Um olhar atento a tais acontecimentos pode trazer lições sobre a importância de uma comunicação eficaz, a que não apenas fala, mas a que sobretudo ouve.
Contexto um: tal anúncio aconteceu na semana em que um deslizamento provocado em um dia de forte chuva causou a morte de uma líder comunitária.
Contexto dois: tal viagem aconteceu na semana do Carnaval, quando outra chuva intensa causou – sem novidades – mais de uma centena de ocorrências.
Esses contextos se tornam ainda mais importantes pelas reações provocadas.
Reações um: claro (pelo menos para muitos parecia óbvio) que anunciar um show em meio às demandas para conter os alagamentos não cairia bem.
O que fez o prefeito? Insistiu. “Uma coisa não tem a ver com a outra”, justificou.

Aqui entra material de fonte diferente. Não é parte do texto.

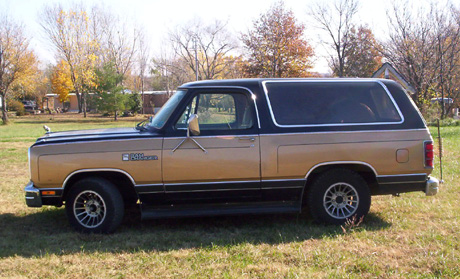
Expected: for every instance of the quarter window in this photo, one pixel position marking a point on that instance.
(218, 111)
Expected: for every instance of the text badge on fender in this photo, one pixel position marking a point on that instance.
(138, 157)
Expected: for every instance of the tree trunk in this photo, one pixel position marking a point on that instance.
(84, 104)
(4, 112)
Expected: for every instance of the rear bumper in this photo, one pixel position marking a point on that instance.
(393, 185)
(432, 186)
(33, 197)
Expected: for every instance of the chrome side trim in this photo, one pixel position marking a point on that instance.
(277, 188)
(342, 132)
(94, 170)
(148, 185)
(214, 182)
(340, 163)
(253, 96)
(216, 136)
(332, 124)
(212, 190)
(97, 141)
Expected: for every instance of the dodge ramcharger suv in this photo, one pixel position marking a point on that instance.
(242, 146)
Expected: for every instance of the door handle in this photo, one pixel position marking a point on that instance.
(247, 138)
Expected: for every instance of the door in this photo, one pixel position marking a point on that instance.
(222, 164)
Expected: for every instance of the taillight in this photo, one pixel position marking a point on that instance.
(429, 155)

Reações dois: claro (também parecia óbvio) que surgiriam críticas pela ausência do prefeito para uma viagem particular durante o carnaval em meio às centenas de ocorrências pelas chuvas.
E o que fez o prefeito? Além de não se manifestar diretamente, ao retornar à cidade seu primeiro compromisso foi inaugurar um espaço da Secretaria de Limpeza com um monumento de um “touro dourado”.

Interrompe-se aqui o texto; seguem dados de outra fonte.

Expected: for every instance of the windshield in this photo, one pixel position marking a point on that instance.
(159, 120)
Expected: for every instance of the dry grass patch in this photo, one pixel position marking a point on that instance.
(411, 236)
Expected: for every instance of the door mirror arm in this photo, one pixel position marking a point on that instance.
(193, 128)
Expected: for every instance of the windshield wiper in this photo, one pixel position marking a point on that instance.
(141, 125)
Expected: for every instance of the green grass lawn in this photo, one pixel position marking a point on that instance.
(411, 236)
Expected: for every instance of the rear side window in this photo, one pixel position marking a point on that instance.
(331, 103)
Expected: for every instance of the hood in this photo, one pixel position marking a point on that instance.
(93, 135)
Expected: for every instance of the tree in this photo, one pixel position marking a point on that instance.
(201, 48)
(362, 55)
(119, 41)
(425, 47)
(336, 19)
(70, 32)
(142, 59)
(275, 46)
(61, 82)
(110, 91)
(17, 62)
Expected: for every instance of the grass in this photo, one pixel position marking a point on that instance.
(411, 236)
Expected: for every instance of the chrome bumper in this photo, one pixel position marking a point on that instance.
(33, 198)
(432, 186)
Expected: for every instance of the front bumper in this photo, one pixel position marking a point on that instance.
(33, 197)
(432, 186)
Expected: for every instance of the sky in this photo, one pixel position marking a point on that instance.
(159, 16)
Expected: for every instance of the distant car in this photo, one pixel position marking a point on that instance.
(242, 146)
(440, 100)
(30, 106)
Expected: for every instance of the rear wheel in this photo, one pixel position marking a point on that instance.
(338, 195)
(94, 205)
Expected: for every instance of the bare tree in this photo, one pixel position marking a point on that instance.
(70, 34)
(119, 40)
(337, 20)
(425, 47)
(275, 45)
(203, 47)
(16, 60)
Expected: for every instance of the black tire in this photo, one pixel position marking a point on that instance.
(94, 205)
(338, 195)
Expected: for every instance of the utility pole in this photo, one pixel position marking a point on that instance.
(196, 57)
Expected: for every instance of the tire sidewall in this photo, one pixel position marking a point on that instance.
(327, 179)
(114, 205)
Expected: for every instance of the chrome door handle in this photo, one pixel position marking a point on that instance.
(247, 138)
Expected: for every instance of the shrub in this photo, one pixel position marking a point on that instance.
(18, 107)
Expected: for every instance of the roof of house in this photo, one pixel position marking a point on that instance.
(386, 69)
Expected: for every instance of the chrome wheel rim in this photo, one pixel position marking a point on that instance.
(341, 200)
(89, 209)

Na vida pública, é preciso estar atento à comunicação tanto do gestor quanto da instituição. Ambos se complementam e se alinham em torno de um só propósito. No entanto, quando uma falha, a outra também se abala. É a chamada crise.

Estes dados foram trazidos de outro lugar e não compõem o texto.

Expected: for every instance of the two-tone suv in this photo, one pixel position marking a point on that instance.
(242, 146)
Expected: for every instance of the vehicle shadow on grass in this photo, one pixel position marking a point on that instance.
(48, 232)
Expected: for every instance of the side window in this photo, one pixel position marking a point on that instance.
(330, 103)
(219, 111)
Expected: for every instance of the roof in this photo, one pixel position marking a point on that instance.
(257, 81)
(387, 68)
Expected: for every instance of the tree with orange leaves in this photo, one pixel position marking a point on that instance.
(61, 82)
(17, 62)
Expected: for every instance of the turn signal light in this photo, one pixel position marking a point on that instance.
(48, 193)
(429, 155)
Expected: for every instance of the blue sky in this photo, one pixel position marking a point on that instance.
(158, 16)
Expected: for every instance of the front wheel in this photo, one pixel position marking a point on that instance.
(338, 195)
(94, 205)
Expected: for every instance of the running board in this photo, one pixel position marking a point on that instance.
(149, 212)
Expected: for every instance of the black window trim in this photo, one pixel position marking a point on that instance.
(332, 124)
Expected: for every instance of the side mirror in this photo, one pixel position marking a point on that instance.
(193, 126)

Gerenciar essa crise passa também por uma comunicação que reconhece erros e recua quando necessário, ainda que isso signifique “ser pautado pela oposição”, como o prefeito disse que não faria ao insistir no show.
Acontece que, nesse caso, ouvir a oposição era ouvir a população, que foi às redes do artista e – como parecia óbvio – foi ouvida por ele.
Ponto para o Magal, que ganhou ainda mais a admiração dos manauaras e aumentou a expectativa por uma vinda dele à cidade, que aliás já teve propostas da oposição.
Pontaço também dos próprios manauaras, que fizeram valer a máxima popular que não deve ser ignorada pelos gestores públicos: “voz do povo, voz de Deus”.
Por isso, desde cedo se aprende sobre a importância não apenas de aprender a falar, mas de ser compreendido e, principalmente, de saber ouvir. Comunicação é um processo de aprendizado contínuo que traz valiosas lições nos detalhes.
Gestos e atitudes dizem mais que palavras, sobretudo quando se é figura pública. Quando se trata de uma comunicação eficaz, um simples recuo também pode simbolizar um grande avanço.